今回の最高裁の弁論の際に、最高検察庁が次のように述べました。これは傍聴者によるレポートですが「50%使っているだけだから大丈夫と言うけれど、そんなサイトを2つ立ち上げたらパソコンがまったく使えなくなってしまう」という発言があったとのことです。
「本当ですか」と、弁論要旨を見せてもらったところ、もう少し慎重な言い方がしてあります。2つ閲覧しただけでも、コンピュータの日常的な使用に相当の影響が生じることは想像に難くないと。それは単なる思い込みで、そんなことは起きないわけです。
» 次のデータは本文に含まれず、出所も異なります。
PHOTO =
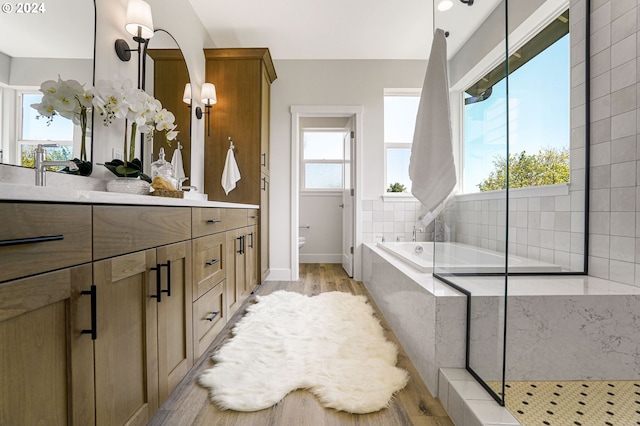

こういった科学的な常識がわからないまま思い込んでしまった事案としては、ガソリン発火冤罪事件があります。ガソリンが気化して風呂釜に引火したという、科学的にあり得ないことをシナリオとして用意して弁護側の見解に反論する事案です。「科学的な常識がないままの検察の対応が、こういうことを引き起こす」と、当時言われたのを聞いた記憶がありますが、よく似ています。
コンピュータの動作に対する思い込みが原因ではないかということは、一審の時に証人に呼ばれたので、このあたりも質問に答えて説明したところです。CPUの使用率とOSの負荷は別の概念ですが、混同されることが多いです。
CPU使用率が100パーセントならば、OS負荷が重いのではありません。OS負荷は、同時に何本のプロセスやスレッドが今走ろうとしているかという本数のことです。
(スライドを示して)例えばこれは同じ条件ではないので、直接比べられませんが、左のグラフはCPUが50パーセント使われている例で、将棋のプログラムをWebで動かした時の挙動です。OSの負荷、ロードがどんどん上がって、ピークロードが48になっています。作った人はスレッドが32本まで動くようにしてあると言っていました。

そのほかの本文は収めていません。